The two main characters, each with their own alternating narratives, are Renee, a seeming humble concierge of a Parisian apartment, but who has a clandestine love of arts and culture in all its forms, and Paloma, the twelve year old child of a snobbish, bourgeois family, who feels trapped and angry within such an expectant and boringly pretentious model. Paloma frames her narratives around her 'Profound thoughts' which she endeavours to collect before committing suicide on her thirteenth birthday, as these, she believes, will give her life meaning. The other characters in the novel are the members of Paloma's family, Manuela, a Portuguese cleaner and Renee's best friend, and Kakuro, a new Japanese resident, whose appearance brings healing and connection to Renee and Paloma, who ultimately become soul friends by the end.
Now, while I realise that this summary makes it sound cheesier than the most mature, fermented and smelly 'fromage Francais', its much more more sophisticated, and underneath the sugary surface, lies a rich and profound narrative, much like the sentiments of the book itself, in fact: art, philosophy and human connection are what make life meaningful within the trappings of wealth and materialism.
At times, I felt the translation may have betrayed the original text, as can be quite understandable considering the subtle sytanctical differences. An example of this was with 'can you bring .... to the cleaners?' instead of 'can you take...to the cleaners?' While there is no obvious difference in meaning in English (unless I'm missing something?), this is clearly quite a linguistic 'faux-pas' in French.
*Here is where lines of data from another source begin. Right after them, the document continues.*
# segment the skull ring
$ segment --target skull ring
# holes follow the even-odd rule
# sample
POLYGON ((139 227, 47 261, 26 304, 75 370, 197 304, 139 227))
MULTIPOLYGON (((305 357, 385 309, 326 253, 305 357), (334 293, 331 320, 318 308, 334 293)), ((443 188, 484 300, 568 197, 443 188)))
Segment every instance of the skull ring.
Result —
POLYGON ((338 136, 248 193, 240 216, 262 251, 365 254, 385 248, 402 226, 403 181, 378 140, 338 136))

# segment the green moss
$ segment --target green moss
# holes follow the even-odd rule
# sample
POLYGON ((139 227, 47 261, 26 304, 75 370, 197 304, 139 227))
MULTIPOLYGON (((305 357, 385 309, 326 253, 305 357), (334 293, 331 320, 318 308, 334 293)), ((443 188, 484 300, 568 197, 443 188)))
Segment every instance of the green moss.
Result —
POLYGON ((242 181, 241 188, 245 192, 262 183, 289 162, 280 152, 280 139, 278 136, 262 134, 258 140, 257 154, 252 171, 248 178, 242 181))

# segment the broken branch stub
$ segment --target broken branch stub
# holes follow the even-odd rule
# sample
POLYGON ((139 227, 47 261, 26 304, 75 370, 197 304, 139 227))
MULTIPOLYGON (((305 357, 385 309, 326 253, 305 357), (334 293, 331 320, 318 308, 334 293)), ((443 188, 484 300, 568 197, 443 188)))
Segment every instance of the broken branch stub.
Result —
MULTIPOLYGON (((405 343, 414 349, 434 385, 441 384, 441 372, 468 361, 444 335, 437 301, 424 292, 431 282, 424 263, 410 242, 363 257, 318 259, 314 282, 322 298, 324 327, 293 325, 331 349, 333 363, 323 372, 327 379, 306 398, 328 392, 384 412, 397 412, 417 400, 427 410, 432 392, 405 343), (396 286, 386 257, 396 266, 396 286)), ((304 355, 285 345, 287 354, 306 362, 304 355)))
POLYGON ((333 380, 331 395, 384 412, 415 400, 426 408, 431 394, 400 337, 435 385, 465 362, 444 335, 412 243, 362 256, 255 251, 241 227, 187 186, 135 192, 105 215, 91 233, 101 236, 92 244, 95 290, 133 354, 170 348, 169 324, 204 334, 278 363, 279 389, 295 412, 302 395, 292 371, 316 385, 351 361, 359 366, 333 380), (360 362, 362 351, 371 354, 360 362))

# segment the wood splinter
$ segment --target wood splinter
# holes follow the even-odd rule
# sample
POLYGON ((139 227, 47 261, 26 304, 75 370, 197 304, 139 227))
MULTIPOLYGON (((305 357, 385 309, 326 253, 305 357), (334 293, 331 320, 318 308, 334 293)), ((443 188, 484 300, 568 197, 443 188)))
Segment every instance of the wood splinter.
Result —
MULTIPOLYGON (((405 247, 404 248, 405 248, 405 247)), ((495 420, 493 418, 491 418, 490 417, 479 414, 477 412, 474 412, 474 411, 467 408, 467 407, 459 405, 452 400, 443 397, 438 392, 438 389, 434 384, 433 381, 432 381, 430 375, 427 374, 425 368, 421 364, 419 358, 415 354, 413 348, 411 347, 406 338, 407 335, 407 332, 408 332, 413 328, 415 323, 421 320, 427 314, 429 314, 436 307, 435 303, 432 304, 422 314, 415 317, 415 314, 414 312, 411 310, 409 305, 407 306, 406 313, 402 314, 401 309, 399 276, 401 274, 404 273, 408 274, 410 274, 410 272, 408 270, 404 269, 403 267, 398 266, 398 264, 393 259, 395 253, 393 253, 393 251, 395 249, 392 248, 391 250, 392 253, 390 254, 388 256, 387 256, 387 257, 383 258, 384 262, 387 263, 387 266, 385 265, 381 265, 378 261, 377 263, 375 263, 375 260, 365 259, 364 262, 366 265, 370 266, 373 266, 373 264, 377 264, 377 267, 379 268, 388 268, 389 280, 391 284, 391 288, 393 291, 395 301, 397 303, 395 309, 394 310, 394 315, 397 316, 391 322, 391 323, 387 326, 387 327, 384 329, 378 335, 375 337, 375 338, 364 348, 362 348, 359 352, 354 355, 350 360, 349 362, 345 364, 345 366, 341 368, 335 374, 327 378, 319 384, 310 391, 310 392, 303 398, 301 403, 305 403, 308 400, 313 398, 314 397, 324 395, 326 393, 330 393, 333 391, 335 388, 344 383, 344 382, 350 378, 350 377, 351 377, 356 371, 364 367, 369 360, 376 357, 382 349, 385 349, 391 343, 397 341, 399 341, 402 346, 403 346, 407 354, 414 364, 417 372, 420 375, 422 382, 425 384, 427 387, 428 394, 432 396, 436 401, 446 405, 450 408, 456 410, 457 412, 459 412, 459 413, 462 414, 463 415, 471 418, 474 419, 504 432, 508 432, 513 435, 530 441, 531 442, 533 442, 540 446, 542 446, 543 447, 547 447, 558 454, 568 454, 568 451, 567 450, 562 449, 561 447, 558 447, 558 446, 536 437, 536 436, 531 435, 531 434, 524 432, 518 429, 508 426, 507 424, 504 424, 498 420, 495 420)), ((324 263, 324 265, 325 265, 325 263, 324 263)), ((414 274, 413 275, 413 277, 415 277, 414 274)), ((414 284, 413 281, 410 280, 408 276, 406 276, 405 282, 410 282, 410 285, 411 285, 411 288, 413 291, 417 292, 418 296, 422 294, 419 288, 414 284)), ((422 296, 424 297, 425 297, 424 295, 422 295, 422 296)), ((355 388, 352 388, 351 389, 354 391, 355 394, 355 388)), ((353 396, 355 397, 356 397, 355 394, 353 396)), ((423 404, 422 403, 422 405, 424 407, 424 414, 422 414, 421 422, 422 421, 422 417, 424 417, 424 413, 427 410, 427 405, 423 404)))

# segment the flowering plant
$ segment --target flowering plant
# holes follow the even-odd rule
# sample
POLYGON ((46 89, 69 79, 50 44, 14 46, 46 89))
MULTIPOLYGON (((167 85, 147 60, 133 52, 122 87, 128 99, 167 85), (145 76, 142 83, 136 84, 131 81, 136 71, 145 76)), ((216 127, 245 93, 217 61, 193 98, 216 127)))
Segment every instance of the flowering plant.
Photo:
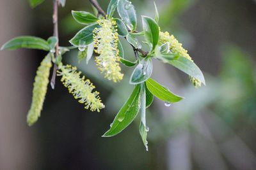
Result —
MULTIPOLYGON (((30 3, 32 7, 35 7, 43 1, 30 0, 30 3)), ((148 127, 146 125, 146 108, 150 106, 154 96, 163 101, 167 106, 182 99, 182 97, 175 95, 150 78, 153 71, 152 59, 156 59, 172 65, 188 74, 196 88, 200 87, 202 83, 205 84, 204 75, 174 36, 160 31, 156 4, 154 18, 141 16, 143 30, 138 31, 136 29, 137 15, 131 1, 111 0, 107 13, 97 1, 90 1, 97 11, 96 15, 86 11, 72 11, 77 22, 86 25, 70 40, 72 46, 59 46, 58 8, 60 4, 64 6, 65 0, 54 0, 54 36, 47 40, 33 36, 17 37, 1 47, 1 50, 26 48, 49 52, 38 67, 35 78, 32 103, 27 117, 28 124, 33 125, 40 116, 52 63, 54 68, 51 80, 52 89, 54 88, 56 75, 61 76, 61 81, 64 86, 75 99, 84 104, 85 109, 99 112, 105 108, 99 93, 94 90, 95 87, 90 80, 81 76, 81 73, 77 72, 76 67, 62 62, 62 56, 67 52, 78 48, 79 60, 86 59, 88 64, 94 52, 99 70, 104 74, 104 78, 115 83, 122 81, 123 78, 120 64, 134 67, 129 81, 130 84, 134 85, 133 92, 116 114, 110 129, 102 136, 111 137, 120 133, 140 113, 141 123, 139 131, 148 150, 147 134, 148 127), (116 10, 120 18, 113 17, 116 10), (143 36, 145 41, 139 41, 139 36, 143 36), (119 41, 121 37, 124 38, 132 47, 135 62, 125 59, 122 45, 119 41), (148 52, 142 50, 141 43, 148 46, 148 52)))

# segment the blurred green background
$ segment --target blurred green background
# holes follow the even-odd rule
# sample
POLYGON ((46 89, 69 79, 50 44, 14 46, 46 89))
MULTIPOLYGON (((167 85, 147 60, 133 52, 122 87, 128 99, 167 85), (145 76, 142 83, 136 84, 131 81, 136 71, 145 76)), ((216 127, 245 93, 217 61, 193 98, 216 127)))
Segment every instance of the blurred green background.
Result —
MULTIPOLYGON (((99 1, 106 10, 109 1, 99 1)), ((154 16, 154 1, 132 1, 140 15, 154 16)), ((173 34, 203 71, 207 86, 195 89, 186 75, 154 61, 153 77, 186 99, 166 107, 155 98, 147 110, 149 151, 136 120, 111 138, 101 136, 131 92, 132 69, 113 83, 91 60, 78 67, 100 92, 106 108, 83 109, 58 78, 33 127, 26 124, 33 78, 45 53, 0 52, 0 169, 256 169, 256 2, 253 0, 156 0, 162 31, 173 34)), ((52 1, 32 10, 27 1, 1 0, 0 45, 20 35, 52 34, 52 1)), ((67 0, 60 9, 61 46, 83 27, 71 10, 92 11, 88 1, 67 0)), ((116 15, 117 15, 116 13, 116 15)), ((141 30, 139 25, 138 30, 141 30)), ((125 57, 133 59, 124 42, 125 57)))

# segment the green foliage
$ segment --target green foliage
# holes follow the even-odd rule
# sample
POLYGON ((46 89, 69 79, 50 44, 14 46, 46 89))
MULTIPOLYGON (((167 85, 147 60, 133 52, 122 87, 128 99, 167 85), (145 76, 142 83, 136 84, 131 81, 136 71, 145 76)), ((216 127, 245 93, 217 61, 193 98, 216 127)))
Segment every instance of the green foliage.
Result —
POLYGON ((88 25, 98 20, 95 16, 86 11, 72 11, 72 14, 74 18, 81 24, 88 25))
POLYGON ((154 96, 166 103, 179 102, 182 97, 174 94, 167 88, 159 84, 152 78, 146 81, 147 88, 154 96))
POLYGON ((133 71, 130 83, 136 85, 144 82, 151 76, 152 71, 153 65, 151 59, 143 59, 133 71))
MULTIPOLYGON (((30 3, 32 7, 35 7, 43 1, 31 0, 30 3)), ((64 6, 66 1, 60 0, 58 2, 64 6)), ((116 114, 110 129, 102 136, 111 137, 120 133, 132 122, 140 112, 141 121, 139 131, 147 150, 148 127, 146 125, 146 109, 152 103, 154 96, 163 101, 166 106, 183 99, 150 78, 153 72, 152 60, 158 59, 168 63, 188 74, 196 86, 199 86, 201 82, 205 83, 202 71, 182 45, 173 35, 170 36, 167 32, 160 32, 157 24, 159 15, 156 3, 154 7, 154 19, 141 16, 141 31, 136 30, 137 15, 131 2, 128 0, 111 0, 106 16, 100 16, 99 14, 105 15, 102 11, 97 11, 95 13, 97 14, 93 15, 87 11, 72 11, 72 15, 77 22, 88 25, 69 41, 72 46, 59 46, 58 38, 56 37, 50 37, 45 41, 36 37, 20 36, 3 45, 1 50, 25 48, 50 52, 37 72, 32 109, 28 115, 29 125, 34 124, 40 115, 52 62, 57 65, 58 75, 61 76, 61 81, 64 85, 75 99, 84 104, 86 109, 100 111, 105 107, 99 96, 99 93, 94 90, 95 87, 90 81, 86 80, 84 76, 81 76, 81 73, 77 71, 76 67, 62 63, 62 55, 71 50, 78 48, 78 62, 86 59, 87 64, 93 58, 95 52, 97 55, 95 57, 96 64, 100 73, 104 73, 105 78, 114 82, 118 82, 123 78, 120 63, 129 67, 134 67, 130 81, 127 82, 135 85, 134 90, 116 114), (116 9, 120 18, 112 18, 116 9), (141 36, 143 36, 144 41, 139 41, 140 39, 138 37, 141 36), (135 55, 134 62, 124 58, 125 53, 120 37, 124 37, 131 45, 135 55), (142 50, 142 43, 148 46, 149 52, 142 50), (47 61, 47 67, 44 64, 45 60, 47 61), (44 71, 42 71, 43 66, 45 68, 44 71), (44 83, 40 84, 42 81, 44 83), (40 93, 40 91, 42 92, 40 93)), ((95 10, 97 8, 93 8, 95 10)))
POLYGON ((134 120, 140 110, 140 85, 136 85, 103 137, 111 137, 121 132, 134 120))
POLYGON ((158 43, 159 27, 152 18, 142 16, 142 24, 147 41, 150 45, 150 50, 154 50, 158 43))
POLYGON ((117 11, 122 20, 131 31, 134 31, 137 27, 137 17, 134 6, 127 0, 119 0, 117 11))
POLYGON ((44 3, 44 0, 29 0, 30 6, 31 8, 35 8, 44 3))

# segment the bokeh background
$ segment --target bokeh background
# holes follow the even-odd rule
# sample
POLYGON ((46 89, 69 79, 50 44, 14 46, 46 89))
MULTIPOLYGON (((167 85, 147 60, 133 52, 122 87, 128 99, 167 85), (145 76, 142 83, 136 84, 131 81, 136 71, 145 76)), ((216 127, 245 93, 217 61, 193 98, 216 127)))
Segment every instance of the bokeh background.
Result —
MULTIPOLYGON (((99 1, 106 10, 109 1, 99 1)), ((140 15, 154 17, 154 1, 132 1, 140 15)), ((65 55, 100 92, 106 108, 83 109, 58 78, 39 121, 26 124, 42 52, 0 52, 0 169, 256 169, 256 2, 156 0, 162 31, 173 34, 203 71, 206 87, 195 89, 184 73, 154 61, 153 77, 186 99, 166 107, 155 98, 147 110, 149 151, 136 120, 122 133, 101 136, 132 90, 131 68, 122 82, 102 79, 95 67, 65 55)), ((60 9, 61 46, 83 27, 71 10, 92 11, 88 1, 67 0, 60 9)), ((52 1, 34 10, 27 1, 0 2, 0 45, 20 35, 52 34, 52 1)), ((141 30, 141 26, 139 26, 141 30)), ((125 57, 133 59, 124 43, 125 57)))

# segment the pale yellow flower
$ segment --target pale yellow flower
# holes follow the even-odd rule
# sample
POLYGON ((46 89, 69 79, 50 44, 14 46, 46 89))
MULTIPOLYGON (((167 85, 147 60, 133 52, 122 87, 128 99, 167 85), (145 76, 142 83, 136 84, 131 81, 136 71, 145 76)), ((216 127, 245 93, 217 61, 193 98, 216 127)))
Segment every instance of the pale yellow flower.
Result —
POLYGON ((100 55, 95 57, 99 69, 105 77, 114 82, 122 80, 119 66, 119 50, 118 49, 118 33, 116 22, 106 19, 98 20, 100 26, 93 31, 95 53, 100 55))
POLYGON ((32 103, 27 116, 27 122, 29 126, 33 125, 40 116, 47 90, 51 66, 51 56, 48 55, 42 61, 36 71, 33 89, 32 103))
MULTIPOLYGON (((175 54, 178 56, 182 56, 187 58, 193 61, 191 57, 188 53, 188 51, 182 47, 182 44, 179 43, 178 40, 174 37, 173 35, 170 35, 169 32, 163 32, 160 31, 159 33, 159 45, 163 45, 164 43, 168 43, 170 45, 170 50, 175 54)), ((190 77, 190 81, 195 88, 201 87, 202 82, 193 77, 190 77)))
POLYGON ((81 78, 81 72, 77 72, 76 67, 60 64, 58 67, 58 76, 62 76, 61 81, 64 86, 68 88, 76 99, 84 104, 85 109, 90 108, 92 111, 97 110, 99 112, 100 109, 105 108, 99 97, 99 93, 97 91, 92 92, 95 87, 90 80, 85 80, 84 76, 81 78))

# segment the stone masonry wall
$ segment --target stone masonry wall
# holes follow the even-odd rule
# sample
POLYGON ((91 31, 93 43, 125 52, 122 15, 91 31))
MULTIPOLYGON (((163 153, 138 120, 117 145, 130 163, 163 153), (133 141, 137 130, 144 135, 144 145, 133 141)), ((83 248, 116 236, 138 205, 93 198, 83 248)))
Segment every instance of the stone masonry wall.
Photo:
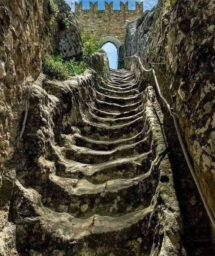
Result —
POLYGON ((142 3, 136 3, 136 10, 128 10, 128 2, 120 3, 120 10, 113 10, 113 3, 105 3, 105 10, 98 10, 97 3, 90 3, 90 10, 82 10, 82 2, 76 3, 75 13, 81 29, 99 37, 111 35, 123 42, 128 21, 136 20, 143 12, 142 3))
POLYGON ((52 22, 48 0, 0 1, 1 256, 17 255, 15 250, 10 249, 15 244, 15 229, 8 221, 15 173, 6 168, 5 163, 11 158, 19 141, 26 97, 30 94, 26 90, 27 79, 34 81, 39 76, 46 53, 59 50, 71 57, 81 52, 75 15, 64 0, 55 2, 59 12, 52 22), (64 17, 70 22, 68 29, 60 25, 64 17))

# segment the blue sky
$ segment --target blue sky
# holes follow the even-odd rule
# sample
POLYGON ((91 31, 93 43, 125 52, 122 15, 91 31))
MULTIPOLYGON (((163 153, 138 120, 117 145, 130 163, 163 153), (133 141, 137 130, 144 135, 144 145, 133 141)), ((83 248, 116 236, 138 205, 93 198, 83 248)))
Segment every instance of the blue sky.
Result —
MULTIPOLYGON (((75 2, 77 3, 82 2, 82 5, 84 9, 89 9, 90 1, 92 3, 98 2, 98 6, 99 9, 103 10, 105 7, 105 3, 107 2, 108 3, 113 2, 113 7, 114 10, 119 9, 120 3, 128 2, 128 9, 131 10, 135 9, 135 0, 66 0, 69 5, 71 7, 72 9, 74 11, 75 2)), ((157 2, 157 0, 137 0, 138 3, 142 2, 143 3, 143 9, 144 10, 151 9, 157 2)))
MULTIPOLYGON (((84 9, 89 9, 89 0, 66 0, 69 5, 71 6, 72 10, 74 11, 75 10, 74 2, 82 2, 82 5, 84 9)), ((107 2, 108 3, 113 2, 113 7, 114 10, 120 9, 120 3, 128 2, 128 9, 134 10, 135 9, 136 2, 143 2, 143 10, 150 10, 157 3, 158 0, 91 0, 90 1, 92 3, 98 2, 98 9, 103 10, 105 7, 105 3, 107 2)), ((102 49, 106 52, 108 57, 110 67, 111 68, 117 68, 117 51, 116 47, 110 43, 107 43, 102 46, 102 49)))

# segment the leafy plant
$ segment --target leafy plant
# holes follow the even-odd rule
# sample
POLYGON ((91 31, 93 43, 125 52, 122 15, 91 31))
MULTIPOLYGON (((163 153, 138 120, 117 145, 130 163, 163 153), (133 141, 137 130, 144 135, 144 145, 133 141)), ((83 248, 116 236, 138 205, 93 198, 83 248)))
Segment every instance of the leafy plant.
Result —
POLYGON ((84 61, 76 61, 74 59, 64 61, 62 55, 46 55, 43 63, 44 72, 52 77, 65 80, 71 76, 82 74, 87 67, 84 61))
POLYGON ((99 51, 102 41, 102 40, 99 40, 95 35, 89 35, 86 30, 83 30, 81 33, 81 37, 83 45, 83 52, 84 56, 93 54, 99 51))
POLYGON ((59 10, 55 0, 49 0, 48 6, 51 14, 51 23, 52 24, 58 17, 59 10))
Probably subtle enough also though, as this is the point of Renee's irritation at the misuse of language, especially at the hands (mouths) of supposedly well-educated people.
This book is charming, intelligent and the main characters have a way of encroaching on your soul, so that by the end you feel a sense of loss: you have lost some more of fictions friends and only the memory of their wise words remain, and hopefully we will 'see' with a little more clarity, and 'love' with a little more humanity.